Of course, that begs the question, how low could management fees go?  Fidelity answered that this summer when they launched a line of index mutual funds with a management fee of 0.00%–NO FEE!!!

There’s no such thing as a free lunch, so why would Fidelity do this?  It seems like a simple marketing ploy of having a loss leader.  They’ll lose a little bit on these mutual funds to get customers with the hopes that they get other products/services from Fidelity.

How big a deal is this?

Obviously getting something for free is better than paying for it.  Let’s figure out how big a deal this really is.

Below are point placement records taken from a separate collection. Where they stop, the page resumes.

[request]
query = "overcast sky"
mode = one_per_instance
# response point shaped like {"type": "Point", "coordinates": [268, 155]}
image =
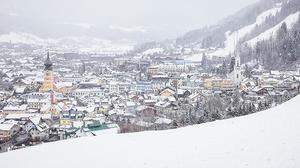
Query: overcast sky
{"type": "Point", "coordinates": [135, 15]}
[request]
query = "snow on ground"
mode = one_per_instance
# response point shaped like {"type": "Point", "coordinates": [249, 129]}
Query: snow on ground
{"type": "Point", "coordinates": [269, 139]}
{"type": "Point", "coordinates": [290, 21]}
{"type": "Point", "coordinates": [153, 51]}
{"type": "Point", "coordinates": [233, 37]}
{"type": "Point", "coordinates": [194, 57]}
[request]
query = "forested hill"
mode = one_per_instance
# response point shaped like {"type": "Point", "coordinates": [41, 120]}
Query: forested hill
{"type": "Point", "coordinates": [267, 31]}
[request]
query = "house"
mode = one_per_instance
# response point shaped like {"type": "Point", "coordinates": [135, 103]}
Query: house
{"type": "Point", "coordinates": [15, 109]}
{"type": "Point", "coordinates": [167, 92]}
{"type": "Point", "coordinates": [7, 130]}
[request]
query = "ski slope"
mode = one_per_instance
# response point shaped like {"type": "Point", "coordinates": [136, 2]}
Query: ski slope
{"type": "Point", "coordinates": [269, 139]}
{"type": "Point", "coordinates": [233, 37]}
{"type": "Point", "coordinates": [290, 21]}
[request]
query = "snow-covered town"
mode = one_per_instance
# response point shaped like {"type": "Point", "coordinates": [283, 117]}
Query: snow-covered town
{"type": "Point", "coordinates": [149, 84]}
{"type": "Point", "coordinates": [69, 95]}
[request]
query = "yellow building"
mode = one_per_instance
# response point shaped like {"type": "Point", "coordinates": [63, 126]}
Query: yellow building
{"type": "Point", "coordinates": [48, 84]}
{"type": "Point", "coordinates": [218, 83]}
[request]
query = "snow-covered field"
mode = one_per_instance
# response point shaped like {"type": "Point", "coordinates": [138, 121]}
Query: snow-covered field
{"type": "Point", "coordinates": [290, 21]}
{"type": "Point", "coordinates": [269, 139]}
{"type": "Point", "coordinates": [232, 38]}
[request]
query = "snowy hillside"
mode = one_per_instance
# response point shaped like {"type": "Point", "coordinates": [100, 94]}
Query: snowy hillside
{"type": "Point", "coordinates": [81, 43]}
{"type": "Point", "coordinates": [233, 37]}
{"type": "Point", "coordinates": [289, 21]}
{"type": "Point", "coordinates": [266, 139]}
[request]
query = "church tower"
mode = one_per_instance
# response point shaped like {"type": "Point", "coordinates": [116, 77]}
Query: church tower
{"type": "Point", "coordinates": [236, 70]}
{"type": "Point", "coordinates": [48, 84]}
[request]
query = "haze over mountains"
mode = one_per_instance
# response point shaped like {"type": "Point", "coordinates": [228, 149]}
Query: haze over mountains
{"type": "Point", "coordinates": [133, 20]}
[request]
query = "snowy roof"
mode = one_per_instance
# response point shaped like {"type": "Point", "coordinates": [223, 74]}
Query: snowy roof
{"type": "Point", "coordinates": [265, 139]}
{"type": "Point", "coordinates": [6, 126]}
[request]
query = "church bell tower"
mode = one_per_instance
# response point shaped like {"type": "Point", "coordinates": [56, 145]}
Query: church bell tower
{"type": "Point", "coordinates": [48, 84]}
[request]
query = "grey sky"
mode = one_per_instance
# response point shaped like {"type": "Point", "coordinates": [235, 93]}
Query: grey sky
{"type": "Point", "coordinates": [177, 15]}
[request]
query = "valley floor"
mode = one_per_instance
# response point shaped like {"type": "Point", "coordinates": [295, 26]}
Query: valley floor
{"type": "Point", "coordinates": [266, 139]}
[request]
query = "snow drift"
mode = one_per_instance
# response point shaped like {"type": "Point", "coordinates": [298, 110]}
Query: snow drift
{"type": "Point", "coordinates": [266, 139]}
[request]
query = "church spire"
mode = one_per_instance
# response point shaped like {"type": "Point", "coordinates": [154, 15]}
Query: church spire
{"type": "Point", "coordinates": [48, 64]}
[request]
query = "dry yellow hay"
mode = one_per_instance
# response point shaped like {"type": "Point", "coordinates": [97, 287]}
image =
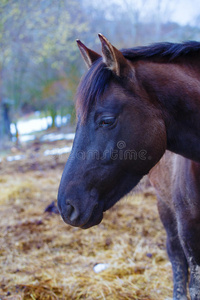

As we just said, Vanguard offers a US index mutual fund with a 0.04% fee.  International funds are a bit more expensive to manage and Vanguard’s is at 0.11%.  If you’re diversified as I have suggested in our Three Ingredients post, let’s assume your average management fee is 0.08%. 

So how much are you saving by going with Fidelity’s zero-fee mutual funds over Vanguard’s index funds?  If you had a million dollar portfolio, that would come to about $800 per year.  That’s not a ton of money, but it’s enough for Foxy Lady and I to go out to dinner once a month, so that’s kinda nice.

But the real value comes in when that money compounds over time.  Over an investing lifetime that little bit would add up to about $41k.  Again, that may not seem like a lot, but it’s about as much as the average American has saved, so maybe it is a lot.

For us, I think we’ve been with Vanguard so long that it would be hard to convert over to Fidelity’s zero-fee funds.  There’s the tax implications of selling the funds and paying capital gains which would be a lot.  Plus, there’s the inconvenience of resetting everything up again.  Finally, there’s the risk that I would get caught out of the market while my money was being transferred.

The first reason (the taxes) is probably the real reason.  $800 per year pays for a lot of hassle.  However, if I was advising someone just starting out who hadn’t already chosen Vanguard, I think this would certainly tip the scales in Fidelity’s favor—I would recommend they go with Fidelity and those zero-fee funds.

Either way, the point is that management fees are really going to the basement and then lower.  That’s a real boon for investors.